The notice period that the tenant has to give will be stated in the contract. Not sure what you mean about relinquishing your right to 3 years' tenancy, I don't think a tenant can give up this right because it's the law, but there is absolutely no obligation to stay for 3 years. The obligation here is on the landlord, that he can't kick you out before the end of 3 years except in very specific circumstances. The tenant can give notice and leave whenever they want. Normally 3 months notice is required but there are a lot of circumstance when it can be less.








Préavis et formalités du congé donné par le locataire


Le locataire peut à tout moment quitter son logement, qu'il s'agisse d'un logement social ou d'un logement du secteur privé. Mais il doit en avertir à l'avance le propriétaire (ou l'agence immobilière, si le logement est géré par une agence). Pour cela, il doit donner congé et respecter un délai...




www.service-public.fr




).

Re your fears over a phantom landlady, I guess you could insist on having the contract done through a notaire. I have to say I had never heard of the well known scam you mentioned.


----------



## suein56

As ET says as a tenant with a legal contract in France you can leave anytime you like after giving the legal notice (by registered letter).
I believe the notice period is 2 months now, not 3.

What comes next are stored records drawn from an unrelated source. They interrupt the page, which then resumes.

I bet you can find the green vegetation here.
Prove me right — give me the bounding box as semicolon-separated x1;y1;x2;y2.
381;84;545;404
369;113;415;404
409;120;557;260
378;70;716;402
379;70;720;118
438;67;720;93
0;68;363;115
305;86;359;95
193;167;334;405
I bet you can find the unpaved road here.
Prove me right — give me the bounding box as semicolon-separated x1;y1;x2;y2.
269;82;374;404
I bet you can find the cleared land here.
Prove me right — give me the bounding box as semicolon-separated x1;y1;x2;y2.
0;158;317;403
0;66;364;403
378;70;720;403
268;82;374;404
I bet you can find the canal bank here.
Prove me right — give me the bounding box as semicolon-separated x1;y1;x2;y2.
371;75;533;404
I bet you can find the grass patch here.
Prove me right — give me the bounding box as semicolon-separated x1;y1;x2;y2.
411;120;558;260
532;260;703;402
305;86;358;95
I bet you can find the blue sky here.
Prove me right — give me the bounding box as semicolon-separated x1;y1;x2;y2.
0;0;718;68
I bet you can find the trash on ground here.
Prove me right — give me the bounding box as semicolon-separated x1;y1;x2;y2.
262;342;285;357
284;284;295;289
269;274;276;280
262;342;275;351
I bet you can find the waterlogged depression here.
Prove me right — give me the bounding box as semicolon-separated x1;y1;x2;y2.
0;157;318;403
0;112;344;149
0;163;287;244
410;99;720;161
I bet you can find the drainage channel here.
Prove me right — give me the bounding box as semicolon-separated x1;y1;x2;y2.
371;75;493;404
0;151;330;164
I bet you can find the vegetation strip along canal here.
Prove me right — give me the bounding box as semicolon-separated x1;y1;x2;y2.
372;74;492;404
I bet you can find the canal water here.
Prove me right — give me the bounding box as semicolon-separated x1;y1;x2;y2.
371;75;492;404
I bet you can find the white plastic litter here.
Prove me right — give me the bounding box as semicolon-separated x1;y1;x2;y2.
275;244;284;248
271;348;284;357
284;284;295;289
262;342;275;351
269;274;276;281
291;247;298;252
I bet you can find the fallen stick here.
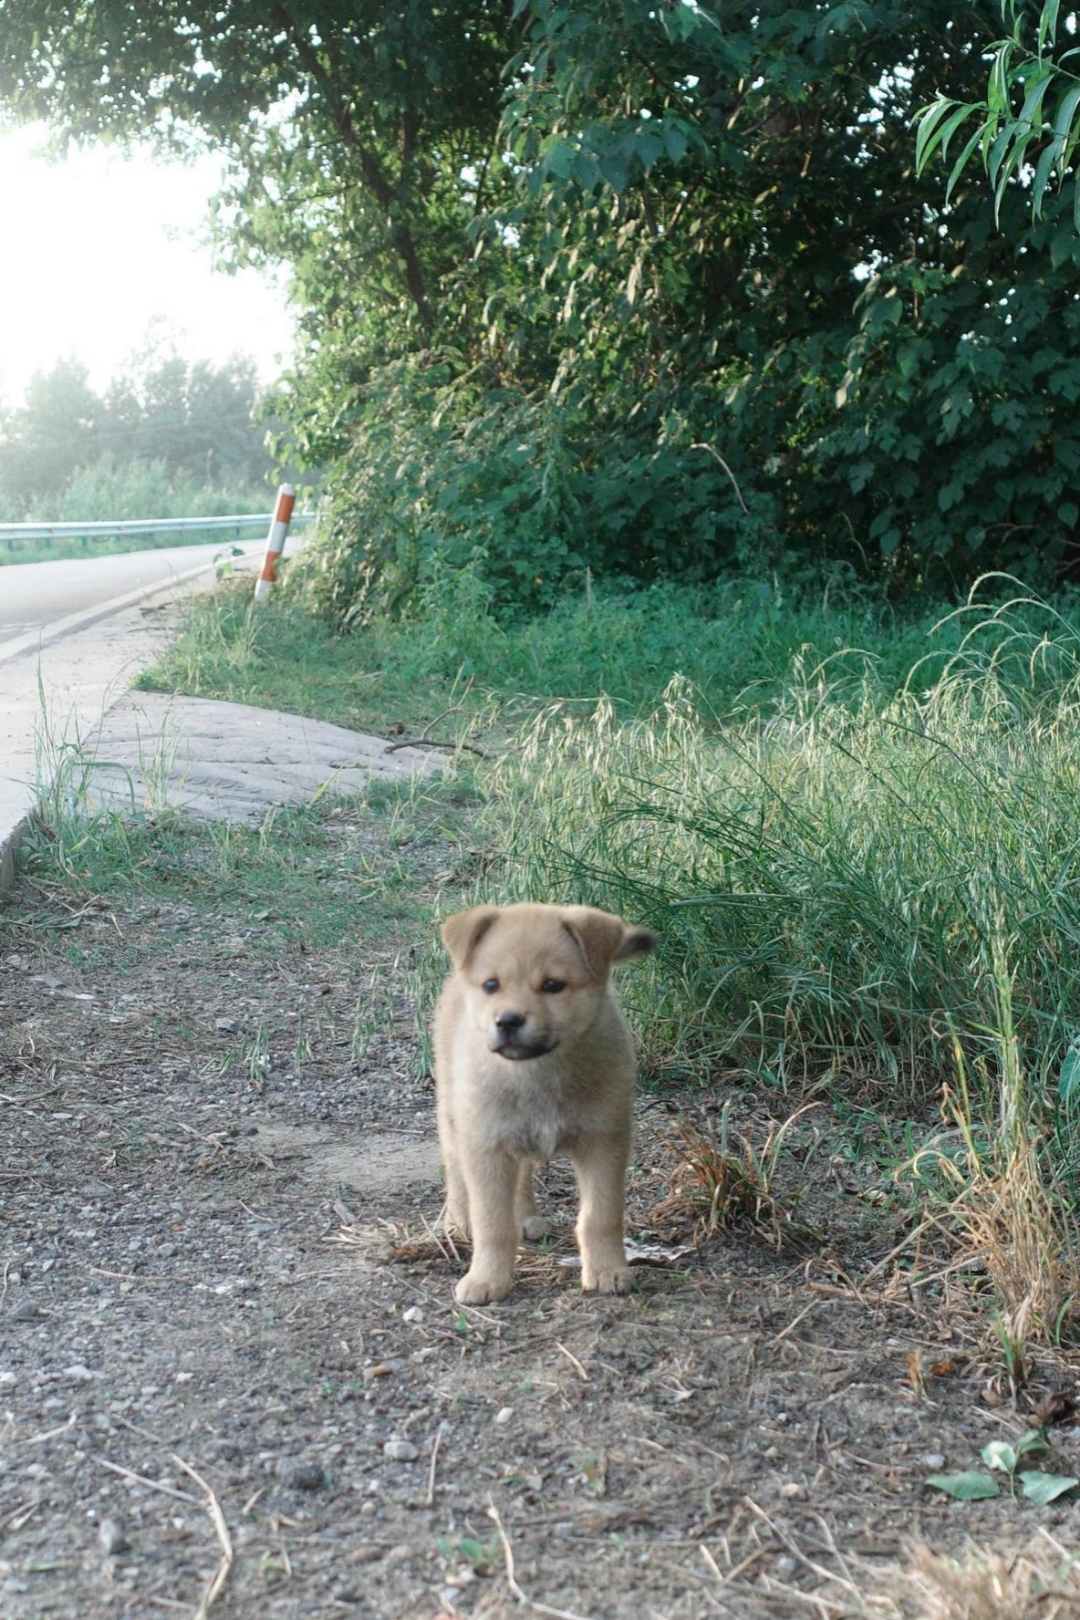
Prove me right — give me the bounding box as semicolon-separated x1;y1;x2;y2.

What you really need to pay attention to is the 'état des lieux entrant' which you are required to sign accepting the state of the place when you move in.
This document will be referred to when you sign the equivalent exit paper (état des lieux sortant) when you leave.
Make sure the place is in as good condition when you leave as it was at the beginning, or better, or you won't get your 'caution' back 😉.
We rented privately for 6 years and it was fine ..


----------



## BoilingFrog

Thanks. I am probably being overly paranoid. Just haven't been a tenant for a long time and never in France, so not wanting to fall foul of any unpleasant surprises.


----------



## suein56

You are right to be cautious .. we were too as we hadn't rented anywhere since we were students .. so about 35 years before.
There are a lot of helpful websites : ANIL : droits des locataires et propriétaires, outils pour l'habitat is a good one to start with.


----------



## Bevdeforges

You may also want to take a look at the PAP website (Particuliers à particuliers - basically "person to person"). This is a website for sales and rentals of property by individuals not wanting to go through agents. They have quite a bit of information available on the site about the legalities and formalities of rentals in France. Start here: https://www.pap.fr/locataire


----------



## BackinFrance

The government checks ads on leboncoin to ensure that advertisers make the appropriate tax declaration and, since rental income has to be declared in France, you can count on the tax people having picked up on the ad in question. This has the advantage of making scams difficult on the site.


----------



## BoilingFrog

thank you Bev, the info on PAP regarding the constant issue of scammers is what I was concerned about

https://www.pap.fr/locataire/louer-...rotege-les-locataires-des-escroqueries/a23029 

I don't see anything on LeBonCoin regarding this


----------



## ccm47

When we were thinking about renting an interim property the agent told us that we could sign the rental contract one day and give notice the next! 
A French landlord is far more anxious about getting the rent in if the tenants choose to remain, and not about having a property standing empty with no occupants.


----------



## BoilingFrog

Yes, I appreciate that the risk probably seems greater to the landlord as getting a tenant out, who has decided to not pay rent, does seem to be a difficult thing to do. However, for the property we are looking at we would hand over €3000 in rent and deposit before getting the keys. Not likely that there would be issues, just wanted to see how secure the transaction could be made in the absence of an agent.


----------



## BackinFrance

If you are concerned that the landlady is not the owner of the property, you could ask to see her ID and a copy of the deed, though she may find that odd and not appreciatte it.

It is a fact of life that you have to hand over a significant sum to start with, but that is best done by cheque, or rather 2 chèques, the second being for the deposit.


----------



## BackinFrance

And you won't have to pay the zgent's fee


----------